Expanding the high-dose influenza vaccine recommendation to include middle-aged adults with chronic health conditions may make economic sense and save lives, report scientists at the University of Pittsburgh Graduate School of Public Health.
[Photo: Dr. Richard K. Zimmerman]
The findings, published online and scheduled for a coming issue of Vaccine, call for clinical trials of the high-dose and new recombinant trivalent influenza vaccines in 50- to 64-year-old adults with chronic illnesses, such as heart or lung disease, diabetes or cancer, to determine if they do provide better protection than the currently recommended standard-dose quadrivalent vaccine.

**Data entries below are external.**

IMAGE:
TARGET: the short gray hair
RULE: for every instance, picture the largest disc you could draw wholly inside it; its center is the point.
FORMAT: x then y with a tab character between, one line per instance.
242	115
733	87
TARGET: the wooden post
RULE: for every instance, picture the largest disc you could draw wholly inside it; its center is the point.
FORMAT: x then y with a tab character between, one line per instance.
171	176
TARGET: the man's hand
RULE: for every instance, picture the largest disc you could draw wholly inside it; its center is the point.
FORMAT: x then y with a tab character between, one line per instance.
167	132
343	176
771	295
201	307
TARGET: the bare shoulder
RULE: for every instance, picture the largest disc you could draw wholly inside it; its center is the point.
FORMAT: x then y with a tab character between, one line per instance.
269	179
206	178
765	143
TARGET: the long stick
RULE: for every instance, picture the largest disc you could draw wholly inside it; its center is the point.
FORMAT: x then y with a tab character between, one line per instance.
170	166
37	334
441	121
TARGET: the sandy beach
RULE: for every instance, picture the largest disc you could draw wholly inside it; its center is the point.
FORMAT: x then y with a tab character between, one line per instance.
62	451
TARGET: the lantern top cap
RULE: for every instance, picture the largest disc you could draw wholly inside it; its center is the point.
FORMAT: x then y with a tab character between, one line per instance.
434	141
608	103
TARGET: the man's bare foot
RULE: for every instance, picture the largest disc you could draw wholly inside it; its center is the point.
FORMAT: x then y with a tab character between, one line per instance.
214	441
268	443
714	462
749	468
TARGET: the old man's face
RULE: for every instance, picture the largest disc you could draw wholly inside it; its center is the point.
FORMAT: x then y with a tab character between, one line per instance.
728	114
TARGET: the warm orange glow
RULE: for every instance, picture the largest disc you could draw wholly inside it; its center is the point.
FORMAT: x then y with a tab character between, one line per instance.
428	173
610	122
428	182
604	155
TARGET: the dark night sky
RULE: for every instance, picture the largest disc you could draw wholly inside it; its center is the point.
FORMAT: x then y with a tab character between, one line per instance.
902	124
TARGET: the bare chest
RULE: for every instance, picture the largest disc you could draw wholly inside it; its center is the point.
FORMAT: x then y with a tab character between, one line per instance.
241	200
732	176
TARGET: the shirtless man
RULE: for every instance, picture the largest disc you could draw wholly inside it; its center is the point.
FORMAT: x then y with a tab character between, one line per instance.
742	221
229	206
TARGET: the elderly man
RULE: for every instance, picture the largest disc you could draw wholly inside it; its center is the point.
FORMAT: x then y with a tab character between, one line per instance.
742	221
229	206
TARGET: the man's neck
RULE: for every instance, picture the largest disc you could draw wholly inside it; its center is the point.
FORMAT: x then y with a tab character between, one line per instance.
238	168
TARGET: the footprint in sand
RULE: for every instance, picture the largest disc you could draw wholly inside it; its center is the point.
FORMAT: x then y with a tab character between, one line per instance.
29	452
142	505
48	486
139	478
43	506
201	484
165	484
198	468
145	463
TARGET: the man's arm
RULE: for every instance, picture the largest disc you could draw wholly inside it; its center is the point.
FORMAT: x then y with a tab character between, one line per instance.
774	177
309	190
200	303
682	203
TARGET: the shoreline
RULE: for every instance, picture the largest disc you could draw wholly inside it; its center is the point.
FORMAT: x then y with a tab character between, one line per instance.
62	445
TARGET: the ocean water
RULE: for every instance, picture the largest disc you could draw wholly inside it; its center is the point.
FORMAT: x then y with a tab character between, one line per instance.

“The growing proportion of middle-aged adults with chronic health conditions coupled with the modest effectiveness of the standard-dose influenza vaccine prompted us to explore whether existing vaccines already recommended for the elderly also could protect younger people,” said lead author Mr. Jonathan Raviotta, senior research specialist with The Pittsburgh Vaccination Research Group (PittVax) in Pitt’s School of Medicine. “Sure enough, expanding the recommendation does seem like a good policy — in silico. Before making such a recommendation, real world clinical trials are needed.”
The high-dose influenza vaccine is recommended for adults over age 65 because their immune response to the standard-dose vaccine diminishes with increasing age. However, at almost double the price, it is more expensive than the standard-dose quadrivalent vaccine. To test the value of conducting large clinical trials of the vaccine in 50- to 64-year-olds with chronic conditions, Raviotta and his colleagues used the Influenza Decision Analysis model, which was developed by PittVax, to explore the cost-effectiveness of alternate influenza vaccination scenarios.
Because the circulating influenza strains can shift from season to season, annual vaccine effectiveness can vary widely. Also, the effectiveness of both the standard-dose and high-dose vaccines among middle-aged patients with different levels of chronic medical conditions is unknown.
Using the best available data, the PittVax team reported that the high-dose vaccine would need to provide at least 18 percent more protection than the standard-dose vaccine to justify the increased cost per dose. Previous clinical trials found an additional 24 percent effectiveness of high-dose vaccine over the standard-dose vaccine in the elderly, but it is not clear how much more effective the high-dose vaccine would be in younger adults with high-risk medical conditions. Likewise, a newer but even more expensive recombinant vaccine has shown an additional 41 percent protection among adults, suggesting that additional research of vaccine options for high-risk, middle-aged adults may be justified.
According to the U.S. Centers for Disease Control and Prevention, between 12,000 and 56,000 people die annually in the U.S. from the flu, and up to 35.6 million people are infected. This adds up to an estimated $10.4 billion a year in direct medical expenses and an additional $16.3 billion in lost earnings annually.
“PittVax will continue to test new vaccination scenarios to help guide flu immunization recommendations,” said senior author Dr. Richard K. Zimmerman, professor in Pitt Public Health’s department of behavioral and community health sciences. “These analyses are essential to choosing the best immunization policies that save lives from influenza, which kills thousands annually.”